Merci, ce mot juste et sobre trouve, ici, toute sa place.

La lutte contre la pauvreté, parfois la misère, vous en êtes des acteurs, même les premiers, pour nous donner les moyens d’agir.

Sur le terrain, nous voyons des situations dommageables et même inacceptables tant elles sont blessantes et irrespectueuses de la dignité des personnes qui en sont victimes.

Si vous n’étiez pas là, que ferions-nous, rien ou si peu, sauf à tenir des discours répétés à l’envi qui ne changent rien et qui, parfois pire, ne font que banaliser le mal avec pour conséquence le malheur auquel la Société s’habitue.

Seulement et heureusement, vous êtes là.

Je mesure combien votre engagement est une chance à un moment où l’Etat providence s’éloigne de par les déficits budgétaires abyssaux auxquels il est confronté. L’heure ne saurait être celle de l’indifférence, elle ne rôde que trop, jetant dans l’ombre quand ce ne sont pas les abîmes, trop de nos concitoyens touchés par la vulnérabilité.

L’unité de la Société se lézarde, le tissu social se déchire, si bien que des ménages, des foyers, passent de notre rive à une dérive.

L’humanisme est un soin traduisant une espérance dont conjointement nous sommes des semeurs.

Challenges, un hebdomadaire économique, titre cette semaine dans un de ses suppléments : « crise du logement, un scandale français ». L’article rappelle ce que nous évoquons depuis plusieurs semaines que près d’un logement sur cinq à Paris est inoccupé.

Dénoncer ce scandale est nécessaire, mais énoncer des réponses qui l’atténuent est ô combien plus important.

Notre mission est de faire naître de nouveaux possibles, suffisamment crédibles pour que les politiques et grands acteurs chargés de l’urbanisme et de l’habitat prennent à « bras le corps » les mesures susceptibles de passer de l’indignation à des actions transformatrices et régulatrices du marché.

Si, avec vous et grâce à vous, nous sommes des semeurs d’espérance, la question qui se pose est sa germination, en d’autres termes, son impact.

Le résultat de cette semence appelle l’acceptation d’une attente ; l’espérance, pour reprendre les mots de Bernanos, est celle du désespoir surmonté.

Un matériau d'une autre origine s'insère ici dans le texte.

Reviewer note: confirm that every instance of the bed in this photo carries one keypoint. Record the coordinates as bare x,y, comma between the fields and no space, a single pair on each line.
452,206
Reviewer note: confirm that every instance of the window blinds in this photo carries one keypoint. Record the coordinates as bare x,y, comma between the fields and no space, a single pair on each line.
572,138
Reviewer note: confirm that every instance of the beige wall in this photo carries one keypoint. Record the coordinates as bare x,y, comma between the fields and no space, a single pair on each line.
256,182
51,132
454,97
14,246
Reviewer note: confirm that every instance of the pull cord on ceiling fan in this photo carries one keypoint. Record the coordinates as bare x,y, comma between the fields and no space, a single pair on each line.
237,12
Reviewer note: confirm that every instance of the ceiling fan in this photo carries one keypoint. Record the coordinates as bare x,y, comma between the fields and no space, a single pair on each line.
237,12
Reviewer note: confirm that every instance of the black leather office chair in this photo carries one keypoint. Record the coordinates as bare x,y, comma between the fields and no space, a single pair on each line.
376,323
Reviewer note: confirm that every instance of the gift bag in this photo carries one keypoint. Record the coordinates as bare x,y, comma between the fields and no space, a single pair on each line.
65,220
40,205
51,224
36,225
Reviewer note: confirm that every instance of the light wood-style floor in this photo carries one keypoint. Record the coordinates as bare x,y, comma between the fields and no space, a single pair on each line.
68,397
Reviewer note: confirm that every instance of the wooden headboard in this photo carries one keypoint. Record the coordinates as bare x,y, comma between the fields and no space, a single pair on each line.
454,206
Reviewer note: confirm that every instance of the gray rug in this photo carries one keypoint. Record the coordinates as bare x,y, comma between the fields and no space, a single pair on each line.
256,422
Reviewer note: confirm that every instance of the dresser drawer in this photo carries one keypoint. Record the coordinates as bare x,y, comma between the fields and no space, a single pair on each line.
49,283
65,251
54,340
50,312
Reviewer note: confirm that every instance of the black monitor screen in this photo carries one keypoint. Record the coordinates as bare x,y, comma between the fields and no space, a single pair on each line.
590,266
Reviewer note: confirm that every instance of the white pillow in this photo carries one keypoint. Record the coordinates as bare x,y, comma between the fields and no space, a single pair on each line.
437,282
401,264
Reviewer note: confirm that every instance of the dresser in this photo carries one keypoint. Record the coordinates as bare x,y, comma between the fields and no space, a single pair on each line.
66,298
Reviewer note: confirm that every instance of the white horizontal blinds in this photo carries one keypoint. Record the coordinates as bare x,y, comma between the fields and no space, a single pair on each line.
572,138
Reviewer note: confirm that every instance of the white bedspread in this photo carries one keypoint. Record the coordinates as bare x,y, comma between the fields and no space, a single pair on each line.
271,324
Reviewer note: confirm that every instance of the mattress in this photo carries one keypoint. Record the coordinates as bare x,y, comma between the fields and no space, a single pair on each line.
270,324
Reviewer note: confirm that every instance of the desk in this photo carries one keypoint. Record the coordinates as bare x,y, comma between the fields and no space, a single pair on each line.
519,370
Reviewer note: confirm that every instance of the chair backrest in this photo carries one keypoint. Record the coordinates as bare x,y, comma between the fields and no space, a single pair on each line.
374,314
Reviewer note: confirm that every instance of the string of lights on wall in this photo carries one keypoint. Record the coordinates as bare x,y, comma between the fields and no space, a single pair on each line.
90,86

Pour ce faire, il nous faut bâtir des passerelles afin de joindre et nous laisser rejoindre par ceux qui précisément désespèrent, d’où notre mobilisation incessante, depuis 40 ans, de veiller à ce que l’acte de construire soit un acte de fraternité pour l’inscrire dans le cadre de la mixité sociale.

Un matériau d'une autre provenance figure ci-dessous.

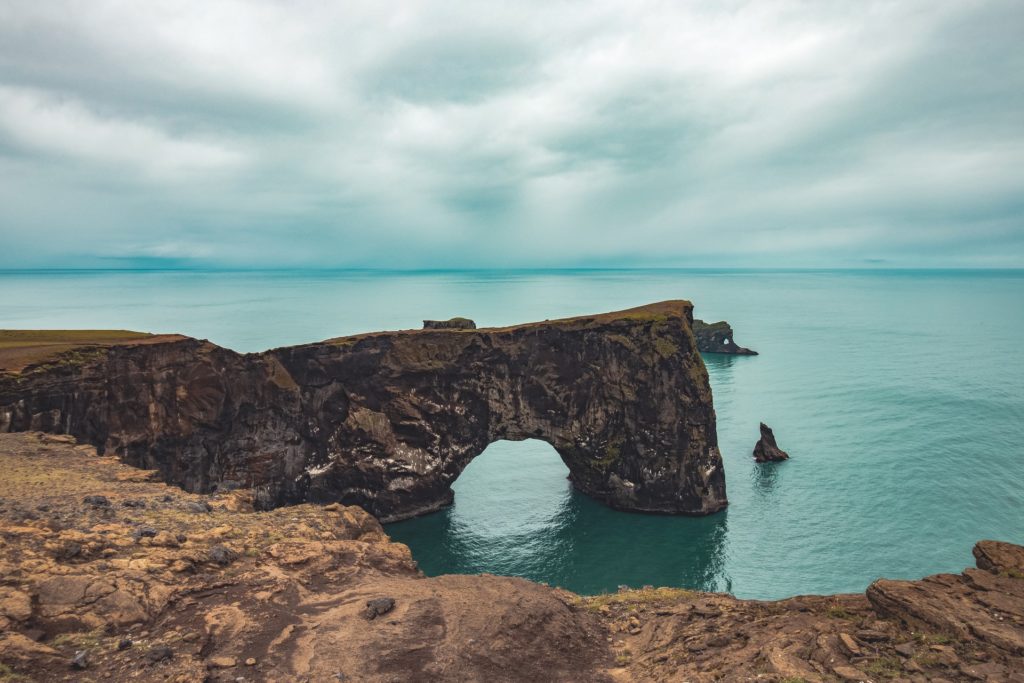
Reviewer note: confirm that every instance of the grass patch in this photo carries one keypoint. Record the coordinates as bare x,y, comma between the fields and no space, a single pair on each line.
79,640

Les résultats ne sont pas instantanés, mais sans patience, traduisant une bienveillance, il n’y a aucune possibilité de changer et de faire changer ce qui doit l’être.

Il convient de prendre en compte les différences culturelles, sociales qui séparent ; il faut du temps pour comprendre, se comprendre. Impossible d’en faire l’économie, sauf à sombrer dans un fatalisme et dans ces jugements tout faits qui concourent aux incompréhensions.

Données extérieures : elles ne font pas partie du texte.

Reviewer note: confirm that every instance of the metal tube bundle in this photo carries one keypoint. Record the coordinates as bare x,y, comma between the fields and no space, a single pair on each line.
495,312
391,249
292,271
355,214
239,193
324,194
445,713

Dans la Bible, ce grand livre d’humanité, il est précisé qu’il n’y a rien de nouveau sous le soleil ! Faudrait-il en tirer la conclusion que rien ne peut changer, naturellement, non ! Il s’agit de s’interroger : sous le soleil peut-être, mais au-dessus, qu’en est-il ?

Nous voici au cœur d’un appel à vivre un déplacement. Si, là, commençait l’espérance, une folie, chemin de la sagesse.